Hi team,
I've got a problem that I'd like to pick your brains about. I've got a Meraki MX64 deployed at a client site. Connected to the Internet port is a VDSL modem (carriage is via Australian NBN - FTT). VDSL modem is in bridge mode, and PPPoE Auth is set up on the Meraki.
This setup has been in place for a few years now, and over this time has been completely rock solid. Meraki gets the public static IP terminated onto it, and everything works swimmingly.
Late Oct/early Nov last year, there were some cabling "problems" at the site, caused by a concrete saw and a 10t excavator. New twisted pair was pulled in new ducting all the way in from the street, so the cabling should be brand new (that was the only upside).

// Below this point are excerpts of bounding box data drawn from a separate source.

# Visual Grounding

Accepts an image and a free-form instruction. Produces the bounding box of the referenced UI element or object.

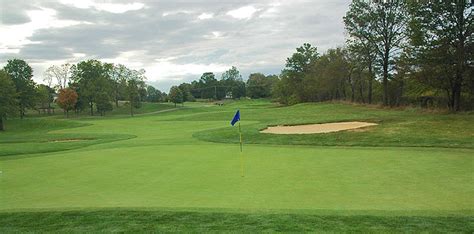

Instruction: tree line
[0,59,167,130]
[0,0,474,129]
[166,1,474,111]
[168,66,278,105]
[273,1,474,111]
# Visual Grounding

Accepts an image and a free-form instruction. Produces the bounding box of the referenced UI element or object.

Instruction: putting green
[0,100,474,214]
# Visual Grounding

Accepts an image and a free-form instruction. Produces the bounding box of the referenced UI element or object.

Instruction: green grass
[0,210,474,233]
[0,100,474,232]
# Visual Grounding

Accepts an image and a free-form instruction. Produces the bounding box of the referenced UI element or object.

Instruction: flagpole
[239,121,244,177]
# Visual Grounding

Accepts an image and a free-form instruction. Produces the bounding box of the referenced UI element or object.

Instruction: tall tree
[146,85,163,102]
[282,43,319,102]
[344,1,408,105]
[36,84,55,114]
[127,79,141,117]
[56,88,78,118]
[4,59,36,118]
[168,86,183,107]
[43,63,72,89]
[344,4,377,104]
[72,60,112,115]
[197,72,218,99]
[220,66,245,98]
[409,1,474,111]
[0,70,18,131]
[247,73,278,98]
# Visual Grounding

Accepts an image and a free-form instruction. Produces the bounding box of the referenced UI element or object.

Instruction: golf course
[0,99,474,233]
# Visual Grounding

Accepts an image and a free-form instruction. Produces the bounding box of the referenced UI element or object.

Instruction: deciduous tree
[56,88,78,117]
[0,70,18,131]
[4,59,36,118]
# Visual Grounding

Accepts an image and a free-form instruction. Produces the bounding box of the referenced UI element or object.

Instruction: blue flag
[230,110,240,126]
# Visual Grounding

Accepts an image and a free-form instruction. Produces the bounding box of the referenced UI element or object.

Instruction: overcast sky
[0,0,350,92]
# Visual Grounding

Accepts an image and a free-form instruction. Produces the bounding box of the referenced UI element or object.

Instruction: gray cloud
[0,0,350,91]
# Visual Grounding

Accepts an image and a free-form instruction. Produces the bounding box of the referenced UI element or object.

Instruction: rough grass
[193,103,474,148]
[0,100,474,233]
[0,210,474,233]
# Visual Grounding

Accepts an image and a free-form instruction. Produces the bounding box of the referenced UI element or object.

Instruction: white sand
[260,122,377,134]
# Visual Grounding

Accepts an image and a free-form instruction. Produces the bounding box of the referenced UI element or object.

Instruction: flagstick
[239,121,244,177]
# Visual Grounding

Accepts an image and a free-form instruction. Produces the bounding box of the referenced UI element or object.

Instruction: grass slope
[0,210,474,233]
[0,101,474,232]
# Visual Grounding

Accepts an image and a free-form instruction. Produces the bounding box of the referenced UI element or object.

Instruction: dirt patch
[260,122,377,134]
[48,138,93,143]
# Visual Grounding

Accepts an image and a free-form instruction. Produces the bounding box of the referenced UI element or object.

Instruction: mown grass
[0,210,474,233]
[26,101,175,119]
[0,100,474,233]
[193,100,474,148]
[0,102,178,157]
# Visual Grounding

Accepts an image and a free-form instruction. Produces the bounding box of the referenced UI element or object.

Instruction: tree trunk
[367,64,374,104]
[452,77,461,111]
[359,82,365,103]
[383,51,388,106]
[89,102,94,116]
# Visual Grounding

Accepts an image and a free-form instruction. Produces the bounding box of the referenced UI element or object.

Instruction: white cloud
[227,6,258,19]
[204,31,224,39]
[0,8,90,53]
[145,59,229,81]
[198,13,214,20]
[162,10,194,17]
[60,0,145,14]
[259,2,281,18]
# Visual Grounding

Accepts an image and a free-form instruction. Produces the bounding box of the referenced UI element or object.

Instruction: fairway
[0,101,474,231]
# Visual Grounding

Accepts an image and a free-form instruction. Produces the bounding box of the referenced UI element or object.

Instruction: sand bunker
[260,122,377,134]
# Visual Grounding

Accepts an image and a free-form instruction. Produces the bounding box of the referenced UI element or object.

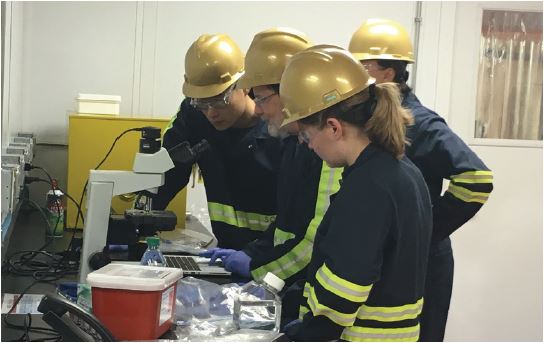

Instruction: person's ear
[327,118,343,139]
[383,68,396,82]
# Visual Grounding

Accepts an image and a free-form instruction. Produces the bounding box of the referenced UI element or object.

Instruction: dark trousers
[419,238,453,342]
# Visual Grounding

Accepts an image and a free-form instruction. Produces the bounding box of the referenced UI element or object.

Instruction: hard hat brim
[182,80,236,99]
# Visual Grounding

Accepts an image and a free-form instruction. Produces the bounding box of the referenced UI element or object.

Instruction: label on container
[159,284,175,326]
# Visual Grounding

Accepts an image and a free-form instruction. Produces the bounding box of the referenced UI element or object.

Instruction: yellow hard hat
[349,18,414,63]
[280,45,374,126]
[183,33,244,98]
[236,27,311,89]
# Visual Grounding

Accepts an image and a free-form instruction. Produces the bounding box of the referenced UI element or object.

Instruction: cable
[25,164,60,239]
[3,280,62,341]
[4,250,79,281]
[74,127,144,229]
[25,177,83,254]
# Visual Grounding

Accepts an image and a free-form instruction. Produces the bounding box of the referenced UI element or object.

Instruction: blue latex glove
[198,248,236,265]
[223,250,251,278]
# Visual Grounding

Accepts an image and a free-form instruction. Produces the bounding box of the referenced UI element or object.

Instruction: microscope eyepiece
[139,126,161,154]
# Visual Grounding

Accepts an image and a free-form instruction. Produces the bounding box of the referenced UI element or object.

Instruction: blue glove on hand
[223,250,251,278]
[198,248,236,265]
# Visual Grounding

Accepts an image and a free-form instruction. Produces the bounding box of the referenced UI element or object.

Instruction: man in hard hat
[204,28,342,296]
[153,34,281,249]
[349,19,493,341]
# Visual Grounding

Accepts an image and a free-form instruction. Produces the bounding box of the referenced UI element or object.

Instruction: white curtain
[474,10,542,140]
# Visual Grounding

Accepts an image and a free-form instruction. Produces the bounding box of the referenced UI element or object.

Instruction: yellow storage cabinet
[66,114,186,228]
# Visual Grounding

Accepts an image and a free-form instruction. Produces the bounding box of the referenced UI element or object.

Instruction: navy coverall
[153,99,281,249]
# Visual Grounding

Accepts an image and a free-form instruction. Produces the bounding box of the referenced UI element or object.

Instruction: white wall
[2,2,24,148]
[446,146,542,341]
[2,2,542,341]
[4,2,415,144]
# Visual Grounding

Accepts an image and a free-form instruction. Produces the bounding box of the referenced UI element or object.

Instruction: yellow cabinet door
[66,114,186,228]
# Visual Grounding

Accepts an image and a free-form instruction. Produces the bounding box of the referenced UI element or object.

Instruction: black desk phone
[38,293,116,342]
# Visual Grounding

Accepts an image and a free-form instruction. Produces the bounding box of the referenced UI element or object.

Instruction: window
[474,10,542,140]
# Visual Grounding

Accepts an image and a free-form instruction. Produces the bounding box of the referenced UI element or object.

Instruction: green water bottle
[46,179,64,237]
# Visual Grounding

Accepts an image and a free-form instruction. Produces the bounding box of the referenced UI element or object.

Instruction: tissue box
[76,94,121,115]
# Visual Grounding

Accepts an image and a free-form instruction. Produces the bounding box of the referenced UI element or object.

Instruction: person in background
[349,19,493,341]
[280,45,432,341]
[153,34,281,249]
[201,28,341,292]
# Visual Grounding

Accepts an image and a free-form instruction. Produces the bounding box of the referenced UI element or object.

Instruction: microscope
[79,127,209,283]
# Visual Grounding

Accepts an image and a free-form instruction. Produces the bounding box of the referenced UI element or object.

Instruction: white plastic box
[76,94,121,115]
[87,263,183,341]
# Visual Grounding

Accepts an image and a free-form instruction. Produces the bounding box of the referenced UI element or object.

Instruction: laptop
[160,254,231,276]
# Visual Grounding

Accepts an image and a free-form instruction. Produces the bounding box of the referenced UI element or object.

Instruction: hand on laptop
[223,250,251,278]
[198,248,236,265]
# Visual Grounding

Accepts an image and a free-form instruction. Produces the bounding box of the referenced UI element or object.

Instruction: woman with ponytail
[349,18,493,342]
[280,45,432,341]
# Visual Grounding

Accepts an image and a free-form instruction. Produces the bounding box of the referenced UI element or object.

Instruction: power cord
[25,177,83,251]
[74,127,145,229]
[3,280,62,342]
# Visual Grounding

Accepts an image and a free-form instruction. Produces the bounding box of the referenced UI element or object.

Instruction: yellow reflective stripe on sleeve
[251,162,343,280]
[274,228,295,246]
[357,298,423,322]
[315,263,372,303]
[162,114,178,137]
[447,182,489,204]
[298,305,310,320]
[340,324,419,342]
[450,170,493,183]
[208,202,276,231]
[308,287,357,326]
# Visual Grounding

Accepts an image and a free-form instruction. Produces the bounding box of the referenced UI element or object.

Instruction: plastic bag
[175,277,279,341]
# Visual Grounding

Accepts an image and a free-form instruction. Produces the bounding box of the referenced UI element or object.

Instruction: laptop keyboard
[164,256,200,271]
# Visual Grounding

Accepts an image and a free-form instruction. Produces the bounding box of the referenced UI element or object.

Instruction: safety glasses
[190,84,235,112]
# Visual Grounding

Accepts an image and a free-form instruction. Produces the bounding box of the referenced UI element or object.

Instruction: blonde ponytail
[365,82,414,159]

Site was back working faultlessly for 4-6 weeks following this - back to it's normal rock-solid reliable state.
Early Jan, the service started to experience frequent (and prolonged) failures of the primary link. This would occur multiples times during the business day, and some of the outages would be for hours at a time. The site is configured with a backup 4G link, and the Meraki would fail over connection to the backup in the event of a primary failure. However the backup link is slow and expensive. Also, the failovers are disruptive with the timeouts that Meraki specifies. Obviously we want it to stop and go back to it's nice reliable state.
Suspecting the cheap ISP-provided VDSL modem had failed, we replaced it with a brand new one ASAP. No good - same dropouts.
Nothing else at the site has changed. All equipment is installed in a locked 19" full-height rack, in a 24/7 air-conditioned room, and all cabling is secured behind the rack. No obvious damage to cabling from rats, no one has mucked with anything, etc.
I've logged tickets with both the ISP and Meraki support.
From the ISP's side:
- ISP says that they can see the PPPoE connection dropping, and then being reestablished when the Meraki next asks for it.
- ISP can see that throughout all of this, the VDSL modem has maintained sync with the network, so they don't think it's a carriage issue. They believe that the Meraki simply isn't connecting the PPPoE tunnel.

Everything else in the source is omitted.